Se eu for aí e encontrar, você apanha.

Quatro décadas nas costas e eu acabei de ouvir isso. Todo o dia desesperado buscando uma caixinha que desapareceu. Criou pernas. Foi comida por um goblin.

Busquei em todos os bolsos de todos os casacos. Fui pro escritório. Voltei. Revirei as roupas sujas, as gavetas, as memórias e as lembranças.

Angustiei-me o dia inteiro por causa de fones de ouvido que custaram vinte euros. Mas eu gosto deles e não queria ter perdido.

Parecia que realmente tinham criado pernas. Aprendido a se camuflar e ido para a guerra.

Escafedeu-se.

Sumiu.

Deu pro mundo.

Existem objetos mínimos que se tornam extremamente importantes. Engraçado como às vezes gastamos rios de dinheiro, tempo e atenção com algo que raramente usamos (barco, casa de praia, jet ski, essas coisas que só dão alegria quando a gente compra ou quando vende), e outras coisas não custam praticamente nada, mas sem elas, o dia instantaneamente perde a graça.

Quarenta minutos no transporte público é um inferno sem fones de ouvido.

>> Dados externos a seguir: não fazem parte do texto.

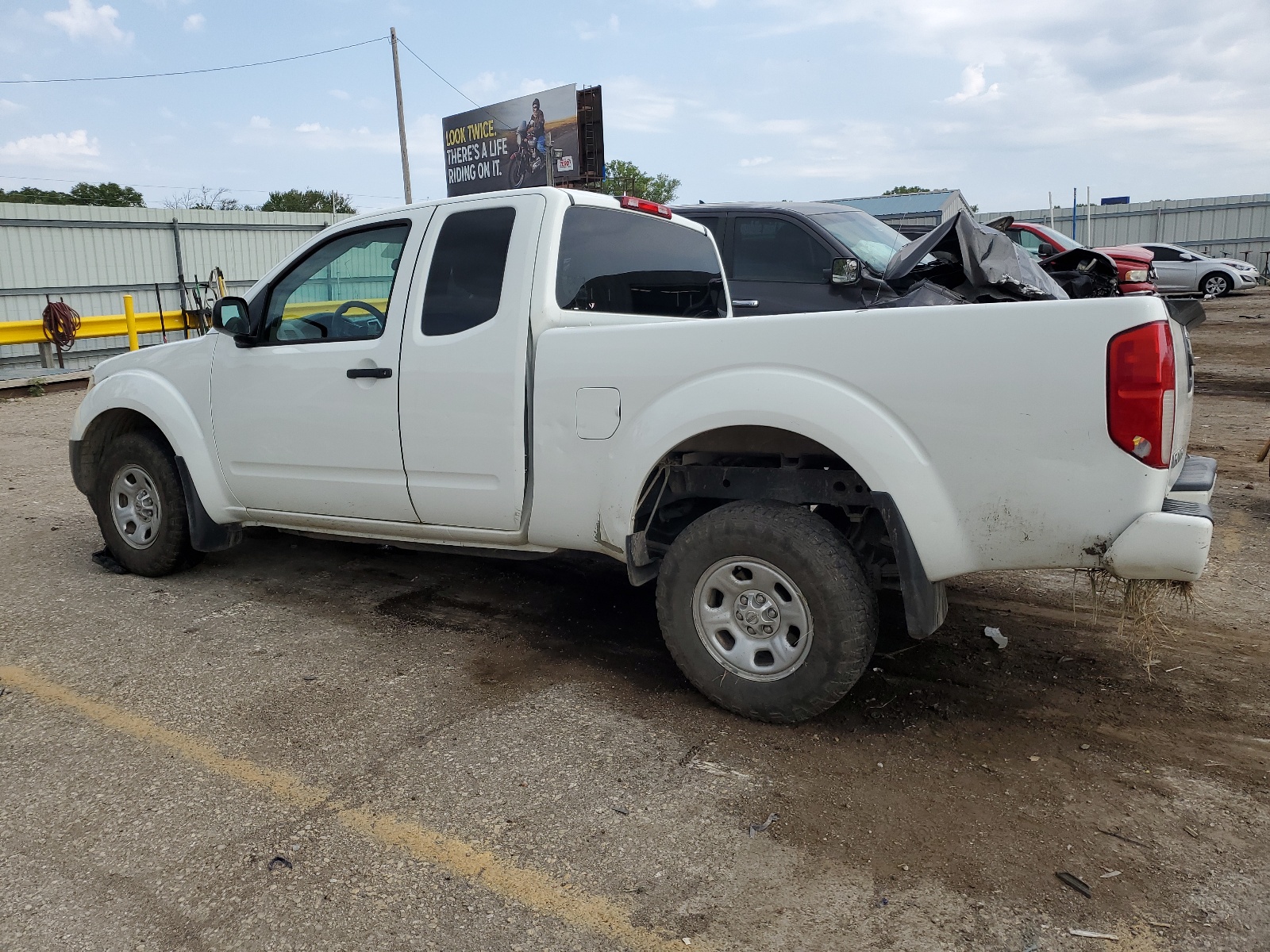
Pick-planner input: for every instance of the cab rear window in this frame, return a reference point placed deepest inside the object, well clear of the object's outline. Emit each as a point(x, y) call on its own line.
point(618, 262)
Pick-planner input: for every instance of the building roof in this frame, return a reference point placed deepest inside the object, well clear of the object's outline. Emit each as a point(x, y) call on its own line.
point(918, 203)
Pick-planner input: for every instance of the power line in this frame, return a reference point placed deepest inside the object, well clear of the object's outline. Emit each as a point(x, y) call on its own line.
point(210, 69)
point(440, 76)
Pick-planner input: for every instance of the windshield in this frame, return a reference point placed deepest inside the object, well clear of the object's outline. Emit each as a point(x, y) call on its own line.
point(869, 239)
point(1060, 241)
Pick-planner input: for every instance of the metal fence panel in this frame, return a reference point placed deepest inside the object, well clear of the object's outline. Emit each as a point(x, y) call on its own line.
point(92, 257)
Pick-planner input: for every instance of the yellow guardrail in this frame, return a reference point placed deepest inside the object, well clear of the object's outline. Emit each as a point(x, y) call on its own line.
point(116, 325)
point(111, 325)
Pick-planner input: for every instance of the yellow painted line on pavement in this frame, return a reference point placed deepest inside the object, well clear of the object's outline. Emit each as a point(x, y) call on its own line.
point(540, 892)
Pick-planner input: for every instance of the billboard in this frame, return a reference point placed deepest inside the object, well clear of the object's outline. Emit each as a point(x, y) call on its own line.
point(514, 144)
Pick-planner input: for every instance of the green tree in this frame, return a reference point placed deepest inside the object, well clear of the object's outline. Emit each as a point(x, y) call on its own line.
point(107, 194)
point(110, 194)
point(308, 201)
point(622, 178)
point(36, 196)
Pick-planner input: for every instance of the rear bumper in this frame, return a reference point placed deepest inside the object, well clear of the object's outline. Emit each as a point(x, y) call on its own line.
point(1161, 546)
point(1174, 543)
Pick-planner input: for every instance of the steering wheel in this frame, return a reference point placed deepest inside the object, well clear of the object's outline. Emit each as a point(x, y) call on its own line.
point(370, 309)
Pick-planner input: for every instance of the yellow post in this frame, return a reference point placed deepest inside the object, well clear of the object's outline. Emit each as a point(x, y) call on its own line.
point(131, 321)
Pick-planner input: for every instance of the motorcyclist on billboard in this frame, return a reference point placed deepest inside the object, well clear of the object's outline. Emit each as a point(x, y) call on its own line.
point(539, 129)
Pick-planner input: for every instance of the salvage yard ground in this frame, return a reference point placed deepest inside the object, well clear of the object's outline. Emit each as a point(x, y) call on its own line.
point(315, 746)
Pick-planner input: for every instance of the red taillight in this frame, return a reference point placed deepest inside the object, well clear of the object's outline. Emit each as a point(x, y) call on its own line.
point(643, 205)
point(1141, 395)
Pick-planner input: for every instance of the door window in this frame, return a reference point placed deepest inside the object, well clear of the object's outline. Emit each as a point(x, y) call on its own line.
point(338, 292)
point(1165, 254)
point(1028, 240)
point(622, 262)
point(465, 281)
point(778, 249)
point(714, 224)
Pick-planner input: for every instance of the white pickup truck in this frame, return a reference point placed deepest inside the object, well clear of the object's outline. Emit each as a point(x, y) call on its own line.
point(544, 370)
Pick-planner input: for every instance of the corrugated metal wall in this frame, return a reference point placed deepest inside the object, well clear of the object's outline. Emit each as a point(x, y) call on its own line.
point(92, 257)
point(1231, 226)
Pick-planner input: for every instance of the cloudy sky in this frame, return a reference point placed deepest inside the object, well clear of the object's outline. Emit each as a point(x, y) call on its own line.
point(740, 99)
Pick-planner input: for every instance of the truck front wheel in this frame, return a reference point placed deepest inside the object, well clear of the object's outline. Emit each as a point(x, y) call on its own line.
point(765, 608)
point(141, 508)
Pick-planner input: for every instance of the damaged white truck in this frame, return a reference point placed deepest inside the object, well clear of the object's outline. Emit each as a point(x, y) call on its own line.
point(541, 370)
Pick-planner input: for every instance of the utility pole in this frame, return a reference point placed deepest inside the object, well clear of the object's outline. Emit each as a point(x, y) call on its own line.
point(406, 158)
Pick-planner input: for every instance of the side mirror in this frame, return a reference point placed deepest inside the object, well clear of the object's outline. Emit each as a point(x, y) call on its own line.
point(233, 317)
point(846, 271)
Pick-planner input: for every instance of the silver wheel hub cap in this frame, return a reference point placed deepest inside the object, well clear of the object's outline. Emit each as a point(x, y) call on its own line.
point(135, 507)
point(752, 619)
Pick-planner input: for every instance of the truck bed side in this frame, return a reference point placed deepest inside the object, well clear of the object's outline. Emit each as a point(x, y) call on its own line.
point(986, 423)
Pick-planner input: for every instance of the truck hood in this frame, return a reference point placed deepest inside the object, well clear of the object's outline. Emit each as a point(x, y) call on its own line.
point(146, 357)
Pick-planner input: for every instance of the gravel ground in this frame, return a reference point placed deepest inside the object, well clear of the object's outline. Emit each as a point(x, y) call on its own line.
point(309, 746)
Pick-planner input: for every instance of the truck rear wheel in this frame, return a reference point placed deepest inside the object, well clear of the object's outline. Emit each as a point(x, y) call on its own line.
point(141, 508)
point(765, 608)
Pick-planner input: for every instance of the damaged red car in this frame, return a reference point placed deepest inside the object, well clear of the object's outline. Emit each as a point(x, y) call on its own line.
point(1134, 272)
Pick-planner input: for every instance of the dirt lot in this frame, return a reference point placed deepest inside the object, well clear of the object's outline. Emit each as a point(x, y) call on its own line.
point(317, 746)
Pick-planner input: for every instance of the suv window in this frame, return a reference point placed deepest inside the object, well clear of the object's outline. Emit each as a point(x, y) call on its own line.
point(341, 291)
point(622, 262)
point(465, 281)
point(778, 249)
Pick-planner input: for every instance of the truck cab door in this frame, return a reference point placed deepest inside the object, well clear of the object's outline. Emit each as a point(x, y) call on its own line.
point(464, 363)
point(305, 416)
point(783, 266)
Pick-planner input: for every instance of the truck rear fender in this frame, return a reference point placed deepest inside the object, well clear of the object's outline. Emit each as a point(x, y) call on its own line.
point(829, 412)
point(133, 399)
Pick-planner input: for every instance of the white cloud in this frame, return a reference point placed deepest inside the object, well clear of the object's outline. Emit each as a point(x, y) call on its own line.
point(54, 150)
point(586, 31)
point(633, 106)
point(975, 86)
point(84, 21)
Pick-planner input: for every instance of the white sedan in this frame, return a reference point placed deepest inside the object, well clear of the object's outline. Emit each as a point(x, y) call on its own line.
point(1183, 270)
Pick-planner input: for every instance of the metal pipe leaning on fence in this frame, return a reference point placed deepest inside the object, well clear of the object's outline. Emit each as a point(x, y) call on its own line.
point(130, 321)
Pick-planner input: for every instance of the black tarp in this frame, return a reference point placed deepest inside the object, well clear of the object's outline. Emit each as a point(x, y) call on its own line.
point(975, 262)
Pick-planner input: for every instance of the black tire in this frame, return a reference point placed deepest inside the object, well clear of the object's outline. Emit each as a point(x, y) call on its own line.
point(819, 562)
point(165, 539)
point(516, 171)
point(1222, 285)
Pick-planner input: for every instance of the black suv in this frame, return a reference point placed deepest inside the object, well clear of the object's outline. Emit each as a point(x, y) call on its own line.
point(798, 257)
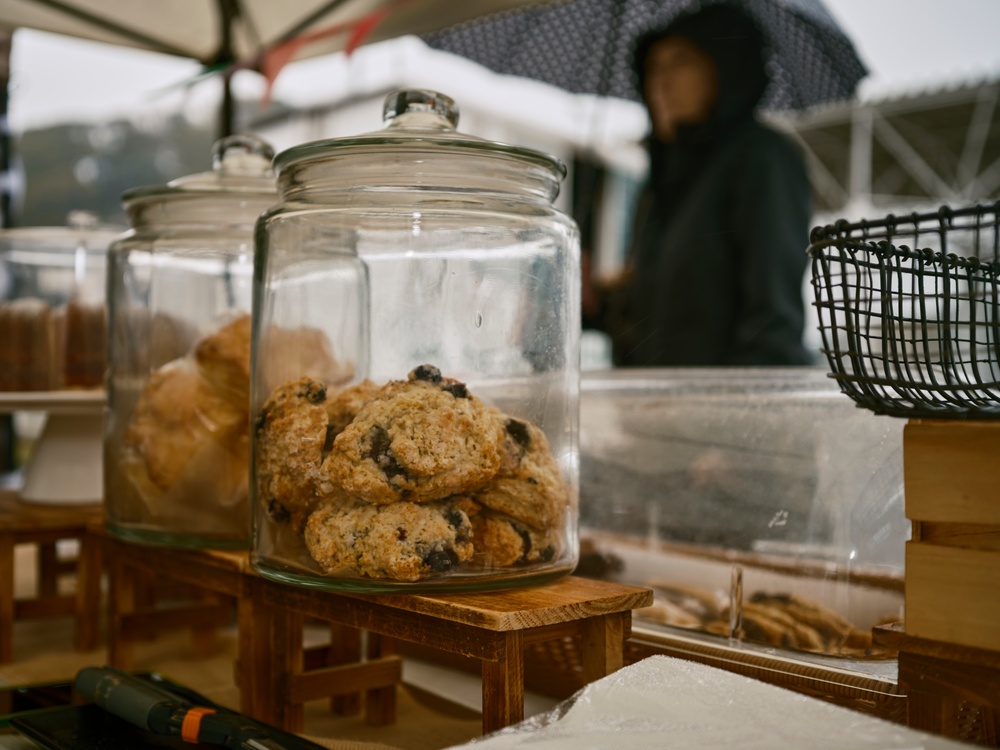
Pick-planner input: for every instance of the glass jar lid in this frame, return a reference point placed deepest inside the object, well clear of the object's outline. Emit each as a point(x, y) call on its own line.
point(424, 120)
point(241, 171)
point(83, 229)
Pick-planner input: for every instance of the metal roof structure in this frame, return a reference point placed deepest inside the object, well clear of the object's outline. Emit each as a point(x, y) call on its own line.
point(907, 153)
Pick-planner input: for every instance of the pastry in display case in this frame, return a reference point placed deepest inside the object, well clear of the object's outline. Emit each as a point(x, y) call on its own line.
point(760, 505)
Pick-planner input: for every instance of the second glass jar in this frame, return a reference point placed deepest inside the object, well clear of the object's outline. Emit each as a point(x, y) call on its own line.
point(414, 396)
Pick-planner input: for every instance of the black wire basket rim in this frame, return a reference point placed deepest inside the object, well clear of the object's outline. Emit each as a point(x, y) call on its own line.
point(884, 250)
point(945, 216)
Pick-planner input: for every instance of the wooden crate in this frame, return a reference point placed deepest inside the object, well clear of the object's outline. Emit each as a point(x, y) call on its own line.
point(952, 483)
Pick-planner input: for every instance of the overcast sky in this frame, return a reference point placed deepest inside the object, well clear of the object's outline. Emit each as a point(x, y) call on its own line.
point(907, 44)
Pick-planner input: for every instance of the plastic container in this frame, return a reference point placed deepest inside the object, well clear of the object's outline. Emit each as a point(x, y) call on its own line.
point(180, 288)
point(761, 505)
point(416, 376)
point(53, 334)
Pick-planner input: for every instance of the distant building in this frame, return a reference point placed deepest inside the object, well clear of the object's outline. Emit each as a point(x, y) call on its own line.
point(912, 152)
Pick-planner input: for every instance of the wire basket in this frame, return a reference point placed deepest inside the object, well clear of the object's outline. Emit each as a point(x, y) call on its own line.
point(909, 311)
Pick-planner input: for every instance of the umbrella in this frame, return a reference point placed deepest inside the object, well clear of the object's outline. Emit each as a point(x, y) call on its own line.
point(224, 35)
point(585, 46)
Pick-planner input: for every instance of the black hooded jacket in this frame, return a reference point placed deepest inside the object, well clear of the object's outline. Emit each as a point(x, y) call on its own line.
point(718, 252)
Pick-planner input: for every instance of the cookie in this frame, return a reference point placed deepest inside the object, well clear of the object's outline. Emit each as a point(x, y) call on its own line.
point(289, 353)
point(417, 440)
point(503, 542)
point(343, 406)
point(403, 541)
point(529, 486)
point(291, 434)
point(223, 358)
point(178, 415)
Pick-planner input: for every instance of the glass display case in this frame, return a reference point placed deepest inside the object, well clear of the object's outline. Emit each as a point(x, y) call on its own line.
point(761, 505)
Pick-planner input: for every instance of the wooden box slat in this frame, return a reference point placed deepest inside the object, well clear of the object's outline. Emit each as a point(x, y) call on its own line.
point(953, 594)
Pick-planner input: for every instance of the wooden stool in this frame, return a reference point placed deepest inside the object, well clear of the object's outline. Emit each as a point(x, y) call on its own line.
point(493, 627)
point(216, 578)
point(235, 592)
point(44, 526)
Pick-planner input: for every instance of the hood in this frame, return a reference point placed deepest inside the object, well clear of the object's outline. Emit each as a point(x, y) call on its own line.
point(734, 42)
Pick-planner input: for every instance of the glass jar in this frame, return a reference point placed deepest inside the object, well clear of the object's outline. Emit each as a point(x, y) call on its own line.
point(415, 393)
point(180, 290)
point(53, 334)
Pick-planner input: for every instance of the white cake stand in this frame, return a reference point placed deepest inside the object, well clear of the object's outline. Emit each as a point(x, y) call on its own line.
point(66, 466)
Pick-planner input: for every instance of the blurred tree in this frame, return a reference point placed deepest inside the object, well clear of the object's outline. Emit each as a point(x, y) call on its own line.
point(88, 167)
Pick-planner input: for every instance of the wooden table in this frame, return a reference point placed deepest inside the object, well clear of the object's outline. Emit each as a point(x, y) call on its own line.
point(44, 526)
point(493, 627)
point(276, 675)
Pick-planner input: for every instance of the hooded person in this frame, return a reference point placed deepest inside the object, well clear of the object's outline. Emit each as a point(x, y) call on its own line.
point(721, 228)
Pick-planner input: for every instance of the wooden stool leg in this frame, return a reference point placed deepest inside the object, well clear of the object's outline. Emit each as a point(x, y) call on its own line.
point(602, 644)
point(203, 637)
point(503, 684)
point(48, 570)
point(88, 594)
point(121, 603)
point(6, 598)
point(286, 663)
point(380, 703)
point(254, 646)
point(345, 648)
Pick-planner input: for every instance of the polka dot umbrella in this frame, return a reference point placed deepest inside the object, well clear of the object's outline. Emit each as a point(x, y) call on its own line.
point(585, 46)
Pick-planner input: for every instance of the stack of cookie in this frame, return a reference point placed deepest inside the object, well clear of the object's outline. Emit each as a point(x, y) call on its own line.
point(406, 481)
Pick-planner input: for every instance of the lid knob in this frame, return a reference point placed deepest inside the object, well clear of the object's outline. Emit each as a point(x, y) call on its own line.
point(420, 108)
point(242, 155)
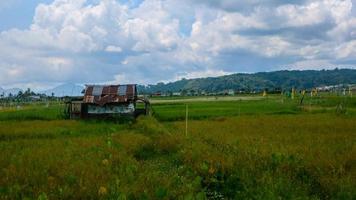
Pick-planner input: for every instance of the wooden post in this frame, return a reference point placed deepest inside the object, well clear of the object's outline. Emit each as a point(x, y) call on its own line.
point(186, 120)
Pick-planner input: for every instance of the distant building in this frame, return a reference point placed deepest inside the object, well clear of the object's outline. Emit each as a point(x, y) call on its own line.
point(107, 100)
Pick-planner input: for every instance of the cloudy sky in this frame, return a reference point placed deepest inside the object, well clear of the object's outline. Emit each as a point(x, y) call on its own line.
point(44, 43)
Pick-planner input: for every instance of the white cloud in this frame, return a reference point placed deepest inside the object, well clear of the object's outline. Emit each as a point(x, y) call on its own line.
point(80, 41)
point(115, 49)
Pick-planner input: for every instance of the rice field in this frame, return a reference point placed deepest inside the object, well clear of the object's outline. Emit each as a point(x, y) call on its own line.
point(268, 148)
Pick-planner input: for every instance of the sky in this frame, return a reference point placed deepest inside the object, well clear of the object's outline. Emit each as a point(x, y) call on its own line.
point(44, 43)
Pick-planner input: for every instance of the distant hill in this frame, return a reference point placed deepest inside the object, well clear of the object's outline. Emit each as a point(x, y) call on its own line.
point(68, 89)
point(7, 92)
point(259, 81)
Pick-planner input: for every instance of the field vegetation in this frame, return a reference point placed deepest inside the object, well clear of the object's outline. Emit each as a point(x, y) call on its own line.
point(270, 148)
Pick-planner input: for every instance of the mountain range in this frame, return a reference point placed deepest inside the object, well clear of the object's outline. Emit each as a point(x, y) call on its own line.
point(7, 92)
point(259, 81)
point(240, 81)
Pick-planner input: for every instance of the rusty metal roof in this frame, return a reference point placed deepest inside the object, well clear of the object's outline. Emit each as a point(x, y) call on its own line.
point(104, 94)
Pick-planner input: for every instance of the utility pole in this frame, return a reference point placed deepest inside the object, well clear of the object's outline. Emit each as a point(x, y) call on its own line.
point(186, 120)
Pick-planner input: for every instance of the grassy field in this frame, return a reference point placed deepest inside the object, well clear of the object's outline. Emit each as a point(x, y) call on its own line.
point(269, 148)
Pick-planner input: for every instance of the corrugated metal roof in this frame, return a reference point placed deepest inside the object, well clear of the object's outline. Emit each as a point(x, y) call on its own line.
point(103, 94)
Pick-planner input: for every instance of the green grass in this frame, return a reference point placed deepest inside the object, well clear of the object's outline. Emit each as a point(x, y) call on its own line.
point(263, 149)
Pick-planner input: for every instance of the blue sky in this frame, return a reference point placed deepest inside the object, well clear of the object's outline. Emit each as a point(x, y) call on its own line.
point(44, 43)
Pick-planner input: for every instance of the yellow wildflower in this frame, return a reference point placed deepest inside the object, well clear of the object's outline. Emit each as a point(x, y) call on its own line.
point(102, 191)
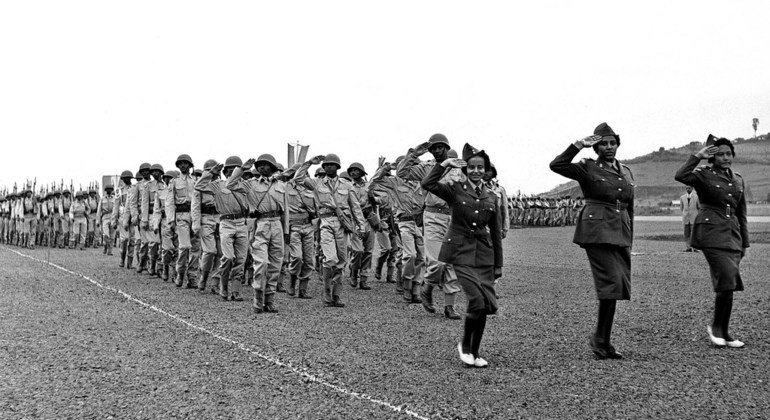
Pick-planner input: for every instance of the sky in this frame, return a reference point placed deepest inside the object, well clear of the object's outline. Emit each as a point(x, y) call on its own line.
point(93, 88)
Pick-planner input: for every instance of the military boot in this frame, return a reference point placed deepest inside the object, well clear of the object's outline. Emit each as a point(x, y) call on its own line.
point(426, 294)
point(269, 303)
point(258, 305)
point(202, 281)
point(391, 274)
point(291, 291)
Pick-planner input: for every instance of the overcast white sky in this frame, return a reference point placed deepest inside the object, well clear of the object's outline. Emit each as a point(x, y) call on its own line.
point(93, 88)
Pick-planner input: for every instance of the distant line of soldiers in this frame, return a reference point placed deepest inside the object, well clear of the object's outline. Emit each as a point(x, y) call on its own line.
point(258, 224)
point(53, 219)
point(537, 211)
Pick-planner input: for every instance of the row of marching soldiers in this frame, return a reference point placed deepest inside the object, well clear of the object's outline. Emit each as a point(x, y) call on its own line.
point(54, 219)
point(538, 211)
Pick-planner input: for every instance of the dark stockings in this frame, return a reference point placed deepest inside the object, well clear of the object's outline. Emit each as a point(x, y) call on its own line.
point(723, 307)
point(473, 331)
point(606, 318)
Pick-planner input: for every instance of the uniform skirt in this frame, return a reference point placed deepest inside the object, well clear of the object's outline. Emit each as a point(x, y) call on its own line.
point(725, 274)
point(479, 286)
point(611, 267)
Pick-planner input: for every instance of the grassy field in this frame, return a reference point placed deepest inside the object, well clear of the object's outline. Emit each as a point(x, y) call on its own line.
point(71, 347)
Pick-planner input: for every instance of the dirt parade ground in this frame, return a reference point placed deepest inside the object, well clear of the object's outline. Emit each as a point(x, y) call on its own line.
point(82, 338)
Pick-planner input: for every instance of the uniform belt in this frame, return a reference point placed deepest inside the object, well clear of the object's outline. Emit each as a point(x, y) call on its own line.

Oitenta minutos por dia, trezentos dias por mês. E a gente tem a cara de pau de achar que um fone ruim é suficiente.

Travesseiro. Quem economiza com travesseiro pra mim deveria fazer um curso de economia.

Ou de lógica.

Meus fones sumiram e meu dia foi pro saco. Meu humor se acabou, as zoomiões foram um inferno. Tive que fugir.

Até que, do nada, o fone foi encontrado. Pela esposa. Em um lugar que eu tinha olhado pelo menos cinco vezes.

Meu dia, que já estava horrível, fica ainda pior. Mas muito pior mesmo. Porque além de ter perdido o tempo, o humor, o conforto, eu também perdi toda a moral que tinha em casa.

Tive que aguentar o vexame, o ridículo de ser incapaz de encontrar os malditos fones no lugar mais óbvio, onde eu havia guardado, onde sempre estiveram.

Não foram goblins, não foi a Piratinha. Fui eu, o besta, que ignorei o óbvio mais ululante possível.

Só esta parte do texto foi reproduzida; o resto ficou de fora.